Understanding the Problem:

The given vectors belong to $\mathbb{R}^2$, which means they are 2-dimensional vectors. This kind of setup typically raises questions such as:

1. Is the set $S$ linearly independent?
2. Does the set $S$ form a basis for $\mathbb{R}^2$?
3. What is the span of $S$?

Key Observations:

1. There are 3 vectors in $S$, but the space $\mathbb{R}^2$ has dimension $2$. Therefore:
   • If the vectors in $S$ are linearly independent, they span at most a 2-dimensional subspace, and $S$ cannot form a basis for $\mathbb{R}^2$ because there are too many vectors.
   • If one vector can be expressed as a linear combination of the others, then the set $S$ is linearly dependent.
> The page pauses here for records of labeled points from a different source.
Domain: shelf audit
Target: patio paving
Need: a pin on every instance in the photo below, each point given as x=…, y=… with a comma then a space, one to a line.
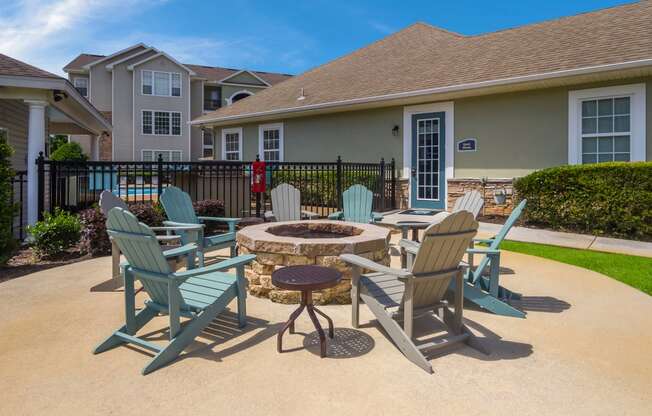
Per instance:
x=583, y=350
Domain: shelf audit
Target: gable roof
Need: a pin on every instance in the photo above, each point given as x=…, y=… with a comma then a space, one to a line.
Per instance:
x=159, y=54
x=423, y=59
x=13, y=67
x=209, y=73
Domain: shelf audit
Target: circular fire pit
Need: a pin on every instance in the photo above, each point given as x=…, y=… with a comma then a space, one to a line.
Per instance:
x=279, y=244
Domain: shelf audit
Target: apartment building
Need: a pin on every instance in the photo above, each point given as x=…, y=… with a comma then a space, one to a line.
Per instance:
x=150, y=97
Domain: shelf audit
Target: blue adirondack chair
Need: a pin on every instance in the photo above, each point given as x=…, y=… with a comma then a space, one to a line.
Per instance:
x=483, y=288
x=178, y=207
x=357, y=204
x=197, y=294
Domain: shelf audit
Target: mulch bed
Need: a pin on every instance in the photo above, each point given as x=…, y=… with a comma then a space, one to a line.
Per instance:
x=25, y=262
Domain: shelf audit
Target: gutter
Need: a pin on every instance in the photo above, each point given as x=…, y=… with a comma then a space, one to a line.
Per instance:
x=436, y=90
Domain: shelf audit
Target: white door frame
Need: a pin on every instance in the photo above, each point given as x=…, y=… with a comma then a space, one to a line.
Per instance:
x=448, y=107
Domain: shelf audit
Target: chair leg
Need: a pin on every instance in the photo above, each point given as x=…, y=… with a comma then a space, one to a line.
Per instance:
x=396, y=333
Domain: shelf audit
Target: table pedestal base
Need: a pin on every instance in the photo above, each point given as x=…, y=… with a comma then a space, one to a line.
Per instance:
x=306, y=303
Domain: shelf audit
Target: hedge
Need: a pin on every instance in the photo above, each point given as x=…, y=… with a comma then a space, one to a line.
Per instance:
x=602, y=199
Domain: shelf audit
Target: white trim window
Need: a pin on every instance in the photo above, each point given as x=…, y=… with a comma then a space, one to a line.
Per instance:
x=161, y=123
x=208, y=144
x=270, y=142
x=607, y=124
x=161, y=84
x=81, y=85
x=232, y=144
x=151, y=155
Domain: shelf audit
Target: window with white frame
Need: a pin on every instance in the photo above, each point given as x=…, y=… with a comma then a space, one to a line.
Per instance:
x=162, y=84
x=207, y=144
x=166, y=155
x=161, y=123
x=81, y=85
x=232, y=144
x=607, y=124
x=270, y=142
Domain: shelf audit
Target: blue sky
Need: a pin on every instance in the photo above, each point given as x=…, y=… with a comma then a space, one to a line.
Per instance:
x=282, y=36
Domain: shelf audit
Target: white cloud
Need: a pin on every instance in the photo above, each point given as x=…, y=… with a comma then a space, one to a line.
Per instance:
x=48, y=34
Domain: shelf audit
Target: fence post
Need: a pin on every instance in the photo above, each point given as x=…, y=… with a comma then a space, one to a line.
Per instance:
x=338, y=183
x=382, y=184
x=41, y=184
x=159, y=174
x=393, y=184
x=257, y=193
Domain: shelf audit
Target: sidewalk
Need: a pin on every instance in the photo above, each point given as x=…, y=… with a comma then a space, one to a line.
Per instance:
x=581, y=241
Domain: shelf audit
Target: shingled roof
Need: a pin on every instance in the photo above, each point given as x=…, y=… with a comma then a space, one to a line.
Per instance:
x=425, y=58
x=211, y=73
x=14, y=67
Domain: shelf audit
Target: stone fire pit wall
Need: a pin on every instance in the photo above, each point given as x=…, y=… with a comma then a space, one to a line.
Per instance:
x=273, y=252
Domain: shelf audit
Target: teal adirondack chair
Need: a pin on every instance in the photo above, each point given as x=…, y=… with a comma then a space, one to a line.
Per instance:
x=357, y=204
x=178, y=207
x=197, y=294
x=483, y=288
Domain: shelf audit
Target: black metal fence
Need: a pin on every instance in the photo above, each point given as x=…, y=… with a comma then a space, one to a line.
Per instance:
x=19, y=197
x=77, y=185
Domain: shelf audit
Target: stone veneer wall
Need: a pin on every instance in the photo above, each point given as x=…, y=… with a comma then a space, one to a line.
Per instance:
x=259, y=274
x=457, y=188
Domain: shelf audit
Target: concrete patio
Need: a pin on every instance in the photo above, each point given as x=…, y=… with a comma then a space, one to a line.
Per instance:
x=583, y=350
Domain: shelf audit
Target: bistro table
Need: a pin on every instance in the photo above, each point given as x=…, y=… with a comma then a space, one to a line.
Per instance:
x=306, y=279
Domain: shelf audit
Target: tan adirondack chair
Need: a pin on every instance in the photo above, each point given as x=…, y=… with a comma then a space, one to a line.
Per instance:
x=471, y=201
x=286, y=205
x=400, y=295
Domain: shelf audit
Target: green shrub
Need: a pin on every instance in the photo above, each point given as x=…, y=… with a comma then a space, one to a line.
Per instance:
x=56, y=233
x=69, y=152
x=210, y=208
x=7, y=205
x=602, y=199
x=94, y=238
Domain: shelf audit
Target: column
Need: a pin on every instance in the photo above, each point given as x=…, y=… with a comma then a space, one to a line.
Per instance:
x=35, y=144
Would you like me to test for linear independence of $S$ and provide the solution? Let me know!

Related Questions:

1. What is the span of a set of vectors in $\mathbb{R}^2$?
2. How do we determine if a set of vectors is linearly independent?
3. What conditions must be satisfied for a set to form a basis of $\mathbb{R}^2$?
4. How can we write one vector as a linear combination of others if they are dependent?
5. How does the dimension of a vector space affect the maximum number of linearly independent vectors?

Tip: To test linear independence, construct a matrix with the vectors as columns (or rows) and calculate its rank or determinant!